Don’t know if that answers anything, and I’m not really an expert, but I did study these phenomena for a time.
I believe that you are correct here; the firing patterns, interconnectivity, and timing also encode information to some extent. Even so, the efficiency would have to be orders of magnitude greater than digital storage just to store a low quality audiovisual record of 70 years, assuming that virtually all dreams are forgotten (which may not be a good assumption, as others have pointed out). My numerical handwaves were just to provide a sense of just how much data we’re talking about.
There’s really no reason to remember it all, either. Consider this scenario:
You spent last Friday hanging out at your favorite bar with your best friend of 10 years. Nobody was there but the regulars. While you were there, you received a phone call of special significance (a relative in the hospital/won the lottery/whatever).
How much of this really needs to be stored? Well, you know what your friend looks like. Same goes for the bar and the regulars–after all, if it’s your favorite dive, you’ve probably been there a lot. All you really need to remember is the scenario description above, which can be encoded in under 300 bytes. Of course, you’ll probably remember considerably more–bits of conversation (topics and particularly stiking or funny comments), divergence from routine (e.g. your buddy, a beer drinker, orders a shot of sambuca), things like that. Your brain can and will fill in the rest with “stock footage” of the people and place. I haven’t been able to think of any evolutionary advantage in retaining all the extra detail.

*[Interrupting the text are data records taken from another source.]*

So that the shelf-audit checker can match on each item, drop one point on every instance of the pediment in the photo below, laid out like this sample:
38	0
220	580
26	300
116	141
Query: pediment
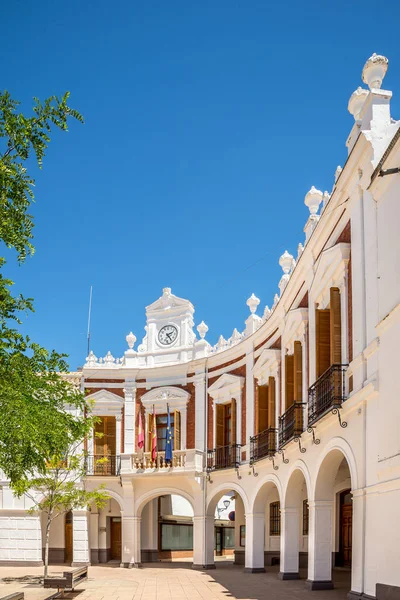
105	403
160	397
226	384
169	301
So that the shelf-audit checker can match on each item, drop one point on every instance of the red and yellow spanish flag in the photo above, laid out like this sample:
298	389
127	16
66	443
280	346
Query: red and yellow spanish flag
140	432
154	437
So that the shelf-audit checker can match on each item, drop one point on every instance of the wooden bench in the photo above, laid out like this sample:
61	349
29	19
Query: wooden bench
68	581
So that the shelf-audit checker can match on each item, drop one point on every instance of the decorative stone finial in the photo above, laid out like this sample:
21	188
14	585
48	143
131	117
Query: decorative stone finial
286	262
130	340
267	313
252	303
313	199
202	329
300	249
356	102
374	71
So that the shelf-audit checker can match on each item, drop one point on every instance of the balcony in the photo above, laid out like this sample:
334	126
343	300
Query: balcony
182	461
105	466
224	457
263	444
291	423
327	393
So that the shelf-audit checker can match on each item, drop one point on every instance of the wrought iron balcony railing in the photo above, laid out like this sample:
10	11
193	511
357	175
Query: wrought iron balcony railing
327	393
224	457
291	423
97	464
263	444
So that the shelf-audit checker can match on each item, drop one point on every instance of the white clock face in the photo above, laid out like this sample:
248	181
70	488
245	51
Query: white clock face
167	335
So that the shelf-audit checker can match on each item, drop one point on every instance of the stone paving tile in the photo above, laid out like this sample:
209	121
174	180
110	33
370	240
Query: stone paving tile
175	581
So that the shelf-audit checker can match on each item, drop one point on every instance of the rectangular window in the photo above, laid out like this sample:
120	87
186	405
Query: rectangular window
176	537
229	537
275	518
161	424
243	535
305	517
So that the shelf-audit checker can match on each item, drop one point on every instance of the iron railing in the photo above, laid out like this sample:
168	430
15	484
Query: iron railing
224	457
96	464
291	423
263	444
327	393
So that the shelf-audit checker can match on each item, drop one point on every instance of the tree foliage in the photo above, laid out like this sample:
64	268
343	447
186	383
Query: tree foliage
35	421
61	487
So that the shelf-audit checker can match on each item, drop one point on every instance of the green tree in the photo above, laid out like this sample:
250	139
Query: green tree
61	487
35	422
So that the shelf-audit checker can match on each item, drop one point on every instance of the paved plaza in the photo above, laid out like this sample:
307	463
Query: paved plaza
172	581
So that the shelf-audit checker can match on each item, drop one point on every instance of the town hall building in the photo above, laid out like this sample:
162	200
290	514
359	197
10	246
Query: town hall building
286	436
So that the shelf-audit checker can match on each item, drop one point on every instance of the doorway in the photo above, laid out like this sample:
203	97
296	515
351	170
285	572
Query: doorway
68	538
116	539
346	528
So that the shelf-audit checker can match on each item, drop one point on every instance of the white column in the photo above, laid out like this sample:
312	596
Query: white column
94	537
80	536
200	400
358	542
254	549
183	427
129	425
320	545
290	524
203	542
118	422
249	395
131	553
312	371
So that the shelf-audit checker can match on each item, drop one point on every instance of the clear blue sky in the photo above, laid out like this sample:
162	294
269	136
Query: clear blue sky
205	125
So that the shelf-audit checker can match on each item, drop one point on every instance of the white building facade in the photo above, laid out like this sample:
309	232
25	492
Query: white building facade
293	424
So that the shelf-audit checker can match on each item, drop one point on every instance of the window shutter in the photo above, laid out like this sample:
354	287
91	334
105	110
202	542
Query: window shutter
271	403
177	430
298	372
149	429
233	422
263	408
99	441
323	341
289	378
220	424
256	410
110	436
335	328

As to memories recovered through hypnosis…you might visit the False Memory Syndrome Foundation. This foundation seems to express the consensus of the majority of the professional associations dealing with psychotherapy (with the exception of one dedicated to “Recovered Memory Therapy”). (Be warned that the FMSF has an axe to grind, and some awful stories to tell.) The OCRT website includes a page of quotes from organizations as the American Psychiatric Association on RMT (note that RMT is generally therapy aimed at recovering memories of abuse). This doesn’t bode well for the reliability of memories recovered or reconstructed through hypnosis.